Mit jeweils einer neuen Version schließen die Entwickler von ClamAV, Opera und Wireshark Sicherheitslücken in ihren Produkten.
Eine reine Bug-Fix-Release ist der Opera 9.25. Mit der neuen Version des Webbrowsers schließen die Entwickler vier Sicherheitslücken. Die wahrscheinlich gefährlichste betraf die Verarbeitung von TLS-Zertifikaten. Den Fehler konnte ein Angreifer nutzen um Schadcode einzuschleusen und auszuführen. Weitere Fehler in Browser-Plugins sowie im Rich-Text-Format-Editor konnten für Cross-Site-Scripting-Attacken ausgenutzt werden. Ein vierter Fehler ließ Angreifer mittels manipulierter Bitmap-Dateien Daten aus dem Speicher auslesen. Weitere Information zu den Sicherheitslücken will das Norwegische Unternehmen nachreichen. Ebenfalls behoben wurde ein Programmfehler, der beim Anzeigen von Bitmap–Dateien den Webbrowser einfrieren ließ.
Eine vom Sicherheitsdienstleister Secunia gemeldete Sicherheitslücke in der Antiviren-Lösung ClamAV gefährdete betroffene Systeme mit Denial-of-Service-Angriffen. Ein Fehler in der Funktion “cli_scanpe()” konnte bei der Verarbeitung von ausführbaren Windows-Dateien, die mit dem Laufzeitpacker MEW komprimiert sind, zu Heap-based Buffer Overflows führen. Die aktualisierte Version 0.92 behebt den Fehler. Bis Pakete der Distributoren verfügbar sind, sollten Administratoren die Überprüfung der betroffenen Dateien deaktivieren oder sich den Virenscanner aus den Quellen kompilieren.
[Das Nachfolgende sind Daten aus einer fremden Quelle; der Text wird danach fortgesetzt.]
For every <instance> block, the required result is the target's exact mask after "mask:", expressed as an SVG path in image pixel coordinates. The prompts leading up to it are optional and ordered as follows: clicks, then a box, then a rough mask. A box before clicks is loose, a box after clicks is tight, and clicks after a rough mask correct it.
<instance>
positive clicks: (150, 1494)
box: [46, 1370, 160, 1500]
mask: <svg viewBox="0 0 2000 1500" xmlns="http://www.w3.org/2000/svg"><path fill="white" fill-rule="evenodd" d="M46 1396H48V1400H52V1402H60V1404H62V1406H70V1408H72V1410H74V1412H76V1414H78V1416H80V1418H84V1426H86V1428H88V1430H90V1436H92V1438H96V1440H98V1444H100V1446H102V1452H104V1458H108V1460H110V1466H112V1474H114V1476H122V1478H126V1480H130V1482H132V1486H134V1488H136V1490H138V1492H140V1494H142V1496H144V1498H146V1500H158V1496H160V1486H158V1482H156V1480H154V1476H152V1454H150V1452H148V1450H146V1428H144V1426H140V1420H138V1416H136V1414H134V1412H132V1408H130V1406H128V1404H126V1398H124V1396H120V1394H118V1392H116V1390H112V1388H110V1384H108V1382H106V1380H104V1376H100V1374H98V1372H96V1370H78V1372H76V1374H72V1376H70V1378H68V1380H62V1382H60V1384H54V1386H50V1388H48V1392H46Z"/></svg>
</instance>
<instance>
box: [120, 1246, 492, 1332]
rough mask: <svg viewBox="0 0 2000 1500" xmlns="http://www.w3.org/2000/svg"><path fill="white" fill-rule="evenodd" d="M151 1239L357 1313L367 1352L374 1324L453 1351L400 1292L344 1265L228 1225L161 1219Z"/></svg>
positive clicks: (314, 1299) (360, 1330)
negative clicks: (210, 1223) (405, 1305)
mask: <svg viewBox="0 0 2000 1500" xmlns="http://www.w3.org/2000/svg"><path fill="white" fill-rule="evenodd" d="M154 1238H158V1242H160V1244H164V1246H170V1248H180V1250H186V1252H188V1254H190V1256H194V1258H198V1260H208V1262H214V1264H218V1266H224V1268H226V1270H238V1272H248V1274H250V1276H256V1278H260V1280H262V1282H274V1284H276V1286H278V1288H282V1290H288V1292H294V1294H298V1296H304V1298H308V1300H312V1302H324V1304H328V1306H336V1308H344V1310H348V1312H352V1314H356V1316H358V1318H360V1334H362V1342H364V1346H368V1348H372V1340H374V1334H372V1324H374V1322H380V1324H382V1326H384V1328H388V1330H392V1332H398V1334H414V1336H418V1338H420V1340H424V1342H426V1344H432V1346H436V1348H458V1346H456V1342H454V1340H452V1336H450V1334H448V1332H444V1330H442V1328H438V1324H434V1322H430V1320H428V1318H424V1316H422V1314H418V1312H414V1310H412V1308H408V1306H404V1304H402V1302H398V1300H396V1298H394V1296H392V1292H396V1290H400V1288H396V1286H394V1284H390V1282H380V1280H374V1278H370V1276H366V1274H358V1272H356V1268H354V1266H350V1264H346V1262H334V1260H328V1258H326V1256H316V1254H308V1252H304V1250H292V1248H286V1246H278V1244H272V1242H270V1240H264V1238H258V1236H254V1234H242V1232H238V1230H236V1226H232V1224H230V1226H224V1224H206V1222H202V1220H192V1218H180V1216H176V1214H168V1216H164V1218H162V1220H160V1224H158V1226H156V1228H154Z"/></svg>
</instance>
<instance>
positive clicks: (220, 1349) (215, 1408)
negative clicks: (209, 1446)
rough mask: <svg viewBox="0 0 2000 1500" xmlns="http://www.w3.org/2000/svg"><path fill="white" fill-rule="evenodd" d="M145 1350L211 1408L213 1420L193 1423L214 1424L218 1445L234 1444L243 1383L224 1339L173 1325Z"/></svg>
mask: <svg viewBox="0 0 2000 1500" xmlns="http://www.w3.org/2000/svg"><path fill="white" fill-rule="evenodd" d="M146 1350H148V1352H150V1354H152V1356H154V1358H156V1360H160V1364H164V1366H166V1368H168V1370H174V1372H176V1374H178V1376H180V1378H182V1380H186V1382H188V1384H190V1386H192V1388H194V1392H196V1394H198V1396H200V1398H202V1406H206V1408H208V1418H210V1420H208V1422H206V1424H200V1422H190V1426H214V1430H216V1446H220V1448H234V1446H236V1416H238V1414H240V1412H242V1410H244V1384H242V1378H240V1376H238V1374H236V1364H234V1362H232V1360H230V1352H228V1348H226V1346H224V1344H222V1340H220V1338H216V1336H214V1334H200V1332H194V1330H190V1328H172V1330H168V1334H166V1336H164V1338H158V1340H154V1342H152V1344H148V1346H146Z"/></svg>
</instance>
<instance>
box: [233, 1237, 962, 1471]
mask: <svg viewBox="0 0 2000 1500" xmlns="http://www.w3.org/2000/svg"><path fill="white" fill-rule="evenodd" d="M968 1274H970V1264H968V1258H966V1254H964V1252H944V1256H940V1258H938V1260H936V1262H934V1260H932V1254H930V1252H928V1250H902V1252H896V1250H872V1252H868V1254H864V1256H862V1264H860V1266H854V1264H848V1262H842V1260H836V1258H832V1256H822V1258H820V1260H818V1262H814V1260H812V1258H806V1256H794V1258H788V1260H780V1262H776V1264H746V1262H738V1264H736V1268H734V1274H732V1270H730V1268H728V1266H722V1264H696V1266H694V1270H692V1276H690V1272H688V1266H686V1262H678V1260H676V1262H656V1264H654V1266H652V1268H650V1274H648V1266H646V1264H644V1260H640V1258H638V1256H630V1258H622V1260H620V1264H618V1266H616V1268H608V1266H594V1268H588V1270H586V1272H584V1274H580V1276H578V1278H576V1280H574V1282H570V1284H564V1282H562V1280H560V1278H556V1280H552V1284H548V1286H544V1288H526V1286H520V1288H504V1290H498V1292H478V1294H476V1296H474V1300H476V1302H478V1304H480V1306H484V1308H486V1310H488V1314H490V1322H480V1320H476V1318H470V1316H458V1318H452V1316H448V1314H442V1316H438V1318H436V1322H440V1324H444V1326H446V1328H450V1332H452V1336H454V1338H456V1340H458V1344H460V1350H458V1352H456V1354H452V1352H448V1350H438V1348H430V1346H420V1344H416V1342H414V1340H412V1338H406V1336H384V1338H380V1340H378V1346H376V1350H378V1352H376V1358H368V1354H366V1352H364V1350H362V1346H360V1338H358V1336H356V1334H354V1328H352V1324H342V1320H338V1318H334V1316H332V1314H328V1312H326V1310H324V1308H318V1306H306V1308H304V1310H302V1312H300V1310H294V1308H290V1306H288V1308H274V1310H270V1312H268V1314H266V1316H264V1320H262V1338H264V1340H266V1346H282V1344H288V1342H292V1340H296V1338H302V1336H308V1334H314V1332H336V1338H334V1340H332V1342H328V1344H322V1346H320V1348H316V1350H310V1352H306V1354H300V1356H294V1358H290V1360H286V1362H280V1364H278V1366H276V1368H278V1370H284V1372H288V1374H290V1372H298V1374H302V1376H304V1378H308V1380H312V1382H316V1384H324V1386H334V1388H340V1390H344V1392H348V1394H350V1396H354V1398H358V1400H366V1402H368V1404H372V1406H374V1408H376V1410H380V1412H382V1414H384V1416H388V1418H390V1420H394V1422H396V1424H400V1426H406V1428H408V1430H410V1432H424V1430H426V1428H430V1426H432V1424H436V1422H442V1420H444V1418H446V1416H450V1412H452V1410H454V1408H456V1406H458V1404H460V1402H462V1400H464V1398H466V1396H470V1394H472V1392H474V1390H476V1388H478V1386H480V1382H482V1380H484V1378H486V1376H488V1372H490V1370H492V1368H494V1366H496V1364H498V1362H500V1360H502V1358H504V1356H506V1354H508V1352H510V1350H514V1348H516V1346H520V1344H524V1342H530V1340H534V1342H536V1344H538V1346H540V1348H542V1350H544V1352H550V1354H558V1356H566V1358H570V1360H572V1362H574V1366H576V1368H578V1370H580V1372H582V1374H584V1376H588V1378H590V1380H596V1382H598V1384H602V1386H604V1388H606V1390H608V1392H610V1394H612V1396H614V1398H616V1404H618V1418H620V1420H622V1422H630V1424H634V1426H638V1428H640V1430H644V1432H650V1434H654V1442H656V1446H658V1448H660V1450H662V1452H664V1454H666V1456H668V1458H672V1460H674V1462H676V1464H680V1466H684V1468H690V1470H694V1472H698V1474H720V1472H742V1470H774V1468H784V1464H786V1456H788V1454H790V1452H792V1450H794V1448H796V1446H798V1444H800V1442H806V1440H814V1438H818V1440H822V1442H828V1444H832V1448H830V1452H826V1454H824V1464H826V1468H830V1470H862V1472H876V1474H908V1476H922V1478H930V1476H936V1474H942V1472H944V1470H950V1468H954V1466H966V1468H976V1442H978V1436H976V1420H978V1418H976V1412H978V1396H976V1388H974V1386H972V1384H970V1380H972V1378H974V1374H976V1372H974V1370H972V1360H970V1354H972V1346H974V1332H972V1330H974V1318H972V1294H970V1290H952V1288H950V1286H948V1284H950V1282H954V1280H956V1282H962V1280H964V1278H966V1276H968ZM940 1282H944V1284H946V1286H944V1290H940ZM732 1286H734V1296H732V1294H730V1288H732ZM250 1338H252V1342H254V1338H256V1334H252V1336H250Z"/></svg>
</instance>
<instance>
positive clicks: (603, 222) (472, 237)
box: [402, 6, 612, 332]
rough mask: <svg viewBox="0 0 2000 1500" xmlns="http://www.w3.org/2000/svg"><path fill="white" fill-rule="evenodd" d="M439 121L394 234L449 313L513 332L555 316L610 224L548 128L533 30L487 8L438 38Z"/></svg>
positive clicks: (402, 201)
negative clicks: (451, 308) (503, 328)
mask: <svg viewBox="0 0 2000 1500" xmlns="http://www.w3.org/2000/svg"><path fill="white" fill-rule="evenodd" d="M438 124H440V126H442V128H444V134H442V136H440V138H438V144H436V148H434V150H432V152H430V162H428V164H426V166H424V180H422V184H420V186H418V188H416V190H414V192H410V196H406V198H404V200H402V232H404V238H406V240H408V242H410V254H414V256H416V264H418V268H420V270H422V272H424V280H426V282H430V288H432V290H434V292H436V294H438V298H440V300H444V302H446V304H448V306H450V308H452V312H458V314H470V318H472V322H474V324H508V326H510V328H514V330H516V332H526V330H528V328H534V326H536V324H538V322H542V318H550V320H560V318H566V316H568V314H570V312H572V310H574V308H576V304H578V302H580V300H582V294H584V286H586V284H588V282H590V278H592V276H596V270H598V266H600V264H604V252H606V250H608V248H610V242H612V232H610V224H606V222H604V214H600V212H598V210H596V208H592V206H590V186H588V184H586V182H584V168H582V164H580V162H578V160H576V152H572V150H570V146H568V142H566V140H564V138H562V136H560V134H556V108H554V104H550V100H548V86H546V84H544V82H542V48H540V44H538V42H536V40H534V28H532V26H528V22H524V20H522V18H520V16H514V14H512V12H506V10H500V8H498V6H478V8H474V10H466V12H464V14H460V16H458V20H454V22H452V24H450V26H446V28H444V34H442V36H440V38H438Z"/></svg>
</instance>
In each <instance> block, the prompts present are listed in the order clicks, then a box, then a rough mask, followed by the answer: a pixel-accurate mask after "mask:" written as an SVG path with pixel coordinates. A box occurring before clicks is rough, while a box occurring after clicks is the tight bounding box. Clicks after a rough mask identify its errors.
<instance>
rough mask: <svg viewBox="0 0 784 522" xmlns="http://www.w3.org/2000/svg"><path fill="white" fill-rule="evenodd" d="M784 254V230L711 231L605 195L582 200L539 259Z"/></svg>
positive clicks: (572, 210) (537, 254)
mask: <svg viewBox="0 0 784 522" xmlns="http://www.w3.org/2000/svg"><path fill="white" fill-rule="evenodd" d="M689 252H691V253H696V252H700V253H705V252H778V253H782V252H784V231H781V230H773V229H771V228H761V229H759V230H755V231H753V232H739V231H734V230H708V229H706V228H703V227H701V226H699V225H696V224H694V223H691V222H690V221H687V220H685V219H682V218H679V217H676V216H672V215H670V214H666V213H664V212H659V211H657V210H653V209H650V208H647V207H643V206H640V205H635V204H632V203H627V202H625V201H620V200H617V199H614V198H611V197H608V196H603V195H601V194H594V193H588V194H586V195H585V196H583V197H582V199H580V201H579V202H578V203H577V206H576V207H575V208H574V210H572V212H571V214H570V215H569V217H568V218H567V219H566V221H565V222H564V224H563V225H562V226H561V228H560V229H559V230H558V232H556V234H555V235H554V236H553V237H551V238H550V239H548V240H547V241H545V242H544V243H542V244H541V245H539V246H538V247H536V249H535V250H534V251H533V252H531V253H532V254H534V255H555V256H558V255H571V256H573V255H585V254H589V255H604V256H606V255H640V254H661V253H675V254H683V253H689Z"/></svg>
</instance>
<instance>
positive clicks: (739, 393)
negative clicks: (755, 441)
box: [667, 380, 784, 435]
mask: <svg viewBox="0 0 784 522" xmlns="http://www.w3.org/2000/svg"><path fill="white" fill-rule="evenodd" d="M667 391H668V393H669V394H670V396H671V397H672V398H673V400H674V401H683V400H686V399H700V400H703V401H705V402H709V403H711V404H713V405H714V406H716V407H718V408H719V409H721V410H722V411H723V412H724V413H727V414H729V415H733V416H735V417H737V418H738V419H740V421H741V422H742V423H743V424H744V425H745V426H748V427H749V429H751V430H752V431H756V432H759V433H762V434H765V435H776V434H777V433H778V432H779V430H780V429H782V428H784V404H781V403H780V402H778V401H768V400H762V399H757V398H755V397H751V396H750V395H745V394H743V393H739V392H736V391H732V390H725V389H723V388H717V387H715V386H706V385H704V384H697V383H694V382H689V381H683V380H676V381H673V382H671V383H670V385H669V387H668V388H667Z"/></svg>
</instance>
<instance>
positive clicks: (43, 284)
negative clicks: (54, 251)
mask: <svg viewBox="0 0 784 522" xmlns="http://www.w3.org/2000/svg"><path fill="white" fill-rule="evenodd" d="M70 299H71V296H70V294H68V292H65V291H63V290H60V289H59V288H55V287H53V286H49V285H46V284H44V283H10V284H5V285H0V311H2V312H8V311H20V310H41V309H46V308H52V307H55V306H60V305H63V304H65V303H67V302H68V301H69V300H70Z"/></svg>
Auch das Netzwerk-Analyse-Werkzeug Wireshark war mit Sicherheitsproblemen belastet. Mit der neuen Version 0.99.7 schließen die Entwickler mehrere Sicherheitslücken, die von Angreifern aus dem Internet heraus missbraucht werden konnten. Manipulierte MP3-Dateien, NCP-, HTTP- und RPC-Pakete konnten den Scanner während der Analyse zum Absturz bringen. Auch die Analysemodule für DNP, Firebird/Interbase, MEGACO, DCP-ETSI und Bluetooth-SDP konnten durch speziell präparierte Pakete Programmabstürze hervorrufen oder das gesamte System lahmlegen. Mehrere Pufferüberläufe in den SSL-, ANSI-MAP- und PPP-Analysemodulen ließen sich möglicherweise zum Einschleusen von Schadcode missbrauchen. Detailierte Informationen zu den Fehlern haben die Entwickler in Release Notes ausgeführt.